Monitoring
Real-time infrastructure health and metrics powered by Prometheus.
Overview
Umoo's monitoring stack integrates with a Prometheus server to visualize:
- Fleet-wide resource usage (CPU, memory, network)
- Per-device telemetry (agent uptime, ping RTT, disk, goroutines)
- Platform metrics (DB connections, ingress throughput)
Data is collected by the telemetry plugin running on each device and scraped by Prometheus.
Dashboards
Navigate to Monitor to see your monitoring dashboards.
New tenants get a default Fleet Overview dashboard with pre-built panels:
- Total Devices / Online Devices — stat panels
- Fleet Online Rate — gauge with color thresholds
- Avg CPU Usage / Avg Memory Usage / Avg Disk Usage — time series panels
Custom Dashboards
You can create, edit, and delete dashboards directly in the UI:
- Click + Create Dashboard.
- Add rows and panels with PromQL queries.
- Available panel types:
stat,gauge,timeseries,bar,table. - Set time range and refresh interval.
A Template Gallery provides pre-built dashboard templates you can apply with one click.
Device Monitor Tab
Individual device telemetry is available in the device detail Monitor tab.

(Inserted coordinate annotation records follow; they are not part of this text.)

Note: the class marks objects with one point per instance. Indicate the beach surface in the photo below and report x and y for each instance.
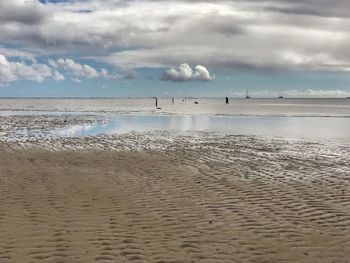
(160, 198)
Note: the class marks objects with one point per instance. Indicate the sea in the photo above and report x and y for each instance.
(302, 119)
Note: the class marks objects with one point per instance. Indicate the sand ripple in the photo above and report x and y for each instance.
(162, 198)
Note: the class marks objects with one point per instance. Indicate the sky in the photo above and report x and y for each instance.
(144, 48)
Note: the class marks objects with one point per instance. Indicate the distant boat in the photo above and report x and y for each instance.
(246, 94)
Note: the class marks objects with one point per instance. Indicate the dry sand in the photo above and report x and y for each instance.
(236, 199)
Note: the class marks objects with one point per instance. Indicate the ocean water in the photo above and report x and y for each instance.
(236, 107)
(306, 119)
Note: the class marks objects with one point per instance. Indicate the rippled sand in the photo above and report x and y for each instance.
(162, 198)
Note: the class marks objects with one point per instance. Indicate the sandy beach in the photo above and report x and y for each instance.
(191, 199)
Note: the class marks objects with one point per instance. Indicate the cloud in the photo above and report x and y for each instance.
(13, 71)
(254, 34)
(31, 70)
(185, 73)
(77, 70)
(22, 12)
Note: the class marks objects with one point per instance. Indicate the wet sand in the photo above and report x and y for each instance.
(180, 199)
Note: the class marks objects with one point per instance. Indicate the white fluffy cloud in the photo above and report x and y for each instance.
(77, 70)
(11, 71)
(31, 70)
(310, 34)
(185, 73)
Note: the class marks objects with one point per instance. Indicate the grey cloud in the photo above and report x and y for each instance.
(248, 34)
(28, 13)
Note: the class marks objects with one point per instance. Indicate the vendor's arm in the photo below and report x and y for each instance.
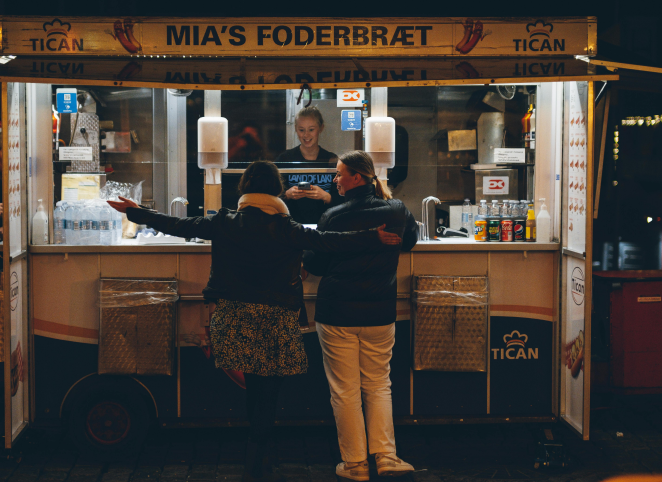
(195, 227)
(318, 193)
(317, 262)
(410, 236)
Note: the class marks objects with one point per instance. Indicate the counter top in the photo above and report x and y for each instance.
(127, 246)
(446, 244)
(466, 244)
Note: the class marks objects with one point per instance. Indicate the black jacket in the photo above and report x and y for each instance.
(256, 257)
(359, 289)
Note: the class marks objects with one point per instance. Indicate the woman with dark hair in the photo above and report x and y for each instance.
(256, 258)
(355, 313)
(307, 205)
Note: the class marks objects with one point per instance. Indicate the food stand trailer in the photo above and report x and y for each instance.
(520, 351)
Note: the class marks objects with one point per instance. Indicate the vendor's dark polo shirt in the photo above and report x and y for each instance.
(309, 211)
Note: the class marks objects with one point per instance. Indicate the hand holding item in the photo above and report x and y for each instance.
(387, 238)
(316, 192)
(295, 193)
(122, 204)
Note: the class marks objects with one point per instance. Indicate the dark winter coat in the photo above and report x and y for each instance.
(359, 289)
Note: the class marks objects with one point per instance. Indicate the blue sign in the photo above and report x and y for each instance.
(351, 120)
(66, 101)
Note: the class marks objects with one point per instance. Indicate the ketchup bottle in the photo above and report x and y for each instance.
(526, 128)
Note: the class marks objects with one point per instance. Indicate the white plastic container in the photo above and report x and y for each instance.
(40, 225)
(380, 141)
(212, 143)
(543, 224)
(59, 223)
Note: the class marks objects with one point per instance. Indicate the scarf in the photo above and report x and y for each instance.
(265, 202)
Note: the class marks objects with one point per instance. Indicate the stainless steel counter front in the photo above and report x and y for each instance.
(447, 244)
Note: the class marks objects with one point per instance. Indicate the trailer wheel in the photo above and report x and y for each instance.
(108, 420)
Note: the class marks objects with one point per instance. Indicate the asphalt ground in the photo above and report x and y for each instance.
(626, 438)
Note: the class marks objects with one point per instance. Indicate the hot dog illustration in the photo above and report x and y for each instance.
(475, 37)
(119, 35)
(128, 30)
(468, 29)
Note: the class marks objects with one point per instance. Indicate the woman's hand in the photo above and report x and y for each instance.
(317, 192)
(385, 237)
(122, 204)
(295, 193)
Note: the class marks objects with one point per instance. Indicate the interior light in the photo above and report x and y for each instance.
(212, 143)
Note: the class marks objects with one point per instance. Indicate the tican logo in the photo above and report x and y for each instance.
(515, 348)
(13, 291)
(539, 27)
(61, 28)
(539, 39)
(577, 286)
(57, 38)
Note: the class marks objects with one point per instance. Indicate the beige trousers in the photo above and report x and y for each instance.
(357, 365)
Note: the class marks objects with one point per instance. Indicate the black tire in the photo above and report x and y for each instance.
(108, 420)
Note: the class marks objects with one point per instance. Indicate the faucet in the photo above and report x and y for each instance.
(179, 199)
(426, 222)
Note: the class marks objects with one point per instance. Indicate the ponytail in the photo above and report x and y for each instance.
(360, 162)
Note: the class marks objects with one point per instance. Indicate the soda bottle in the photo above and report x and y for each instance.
(531, 225)
(105, 226)
(59, 223)
(482, 210)
(467, 216)
(543, 222)
(40, 225)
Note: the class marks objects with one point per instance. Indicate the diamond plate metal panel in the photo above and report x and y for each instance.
(450, 327)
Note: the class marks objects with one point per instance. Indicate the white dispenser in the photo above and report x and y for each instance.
(40, 225)
(380, 141)
(543, 224)
(212, 143)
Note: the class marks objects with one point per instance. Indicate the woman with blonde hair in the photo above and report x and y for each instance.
(307, 205)
(355, 313)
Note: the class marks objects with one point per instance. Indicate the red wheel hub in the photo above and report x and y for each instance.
(108, 423)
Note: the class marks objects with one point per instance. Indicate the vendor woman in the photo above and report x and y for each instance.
(307, 205)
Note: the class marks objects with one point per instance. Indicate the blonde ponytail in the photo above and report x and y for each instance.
(361, 162)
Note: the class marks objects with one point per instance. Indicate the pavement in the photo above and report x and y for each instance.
(626, 438)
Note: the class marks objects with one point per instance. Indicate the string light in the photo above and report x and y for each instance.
(640, 121)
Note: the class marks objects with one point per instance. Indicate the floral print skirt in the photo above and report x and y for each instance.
(260, 339)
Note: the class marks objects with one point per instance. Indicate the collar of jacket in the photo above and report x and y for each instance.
(360, 191)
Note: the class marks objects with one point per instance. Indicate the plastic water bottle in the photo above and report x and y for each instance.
(467, 216)
(482, 210)
(70, 216)
(40, 225)
(543, 222)
(79, 234)
(59, 223)
(106, 225)
(117, 226)
(94, 220)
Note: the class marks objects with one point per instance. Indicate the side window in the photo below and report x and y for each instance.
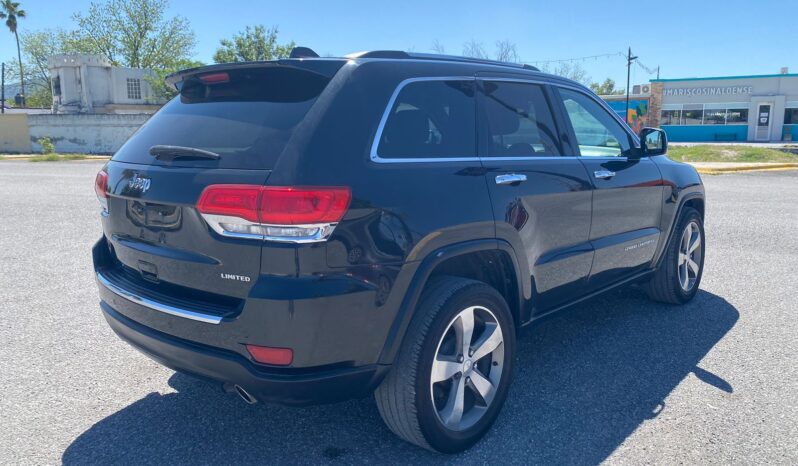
(431, 119)
(518, 120)
(597, 133)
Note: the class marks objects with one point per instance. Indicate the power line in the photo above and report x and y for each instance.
(585, 58)
(648, 69)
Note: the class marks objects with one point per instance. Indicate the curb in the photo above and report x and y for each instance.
(747, 168)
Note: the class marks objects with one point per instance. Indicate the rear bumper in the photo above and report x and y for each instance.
(271, 385)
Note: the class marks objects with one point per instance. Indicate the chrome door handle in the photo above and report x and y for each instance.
(603, 174)
(511, 178)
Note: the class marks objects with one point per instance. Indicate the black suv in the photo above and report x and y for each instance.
(308, 230)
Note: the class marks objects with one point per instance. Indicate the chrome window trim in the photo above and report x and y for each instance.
(601, 103)
(375, 157)
(156, 306)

Panels are organized into rows:
Health Row
| Panel | Metric |
|---|---|
| Agent Uptime | How long the umoo-agent has been running |
| Ping RTT | Round-trip time from backend to device |
Resources Row
| Panel | Metric |
|---|---|
| CPU Usage | Percentage across all cores |
| Memory | Heap memory usage (MB) |
| Disk Usage | Root filesystem usage percentage |
Network Row
| Panel | Metric |
|---|---|
| Network RX | Bytes received per second |
| Network TX | Bytes transmitted per second |
System Row
| Panel | Metric |
|---|---|
| Load Avg (1m) | Linux load average |
| Processes | Number of running processes |
| Agent Heap | Go heap allocation (MB) |
| Agent Goroutines | Number of active goroutines |
Telemetry Plugin Configuration
The telemetry plugin controls what metrics are collected and how often.
Configure it under Settings → Plugin Config (tenant-wide default) or per device group under Devices → Groups → [Group] → Plugins.
| Setting | Description |
|---|---|
| Collection Interval | Seconds between metric collection cycles (default: 30) |
| Enabled Metrics | Select which categories to collect |
Metric Categories
| Category | Metrics |
|---|---|
cpu | CPU usage percentage across all cores |
memory | Heap memory usage in megabytes |
disk | Disk usage percentage of root filesystem |
network | Network interface bytes received/transmitted |
runtime | Agent uptime, goroutines, memory allocation, Go version |
Disabling a category stops that data from being scraped and reduces agent resource usage.
Prometheus Integration
Umoo proxies Prometheus queries through /api/v1/metrics/. The monitoring UI uses this proxy — no direct Prometheus access is needed.
To configure the Prometheus URL, set it in the server configuration:
prometheus:
url: http://prometheus:9090Alerting
Alerts are managed separately via Alertmanager. See Alerts for details.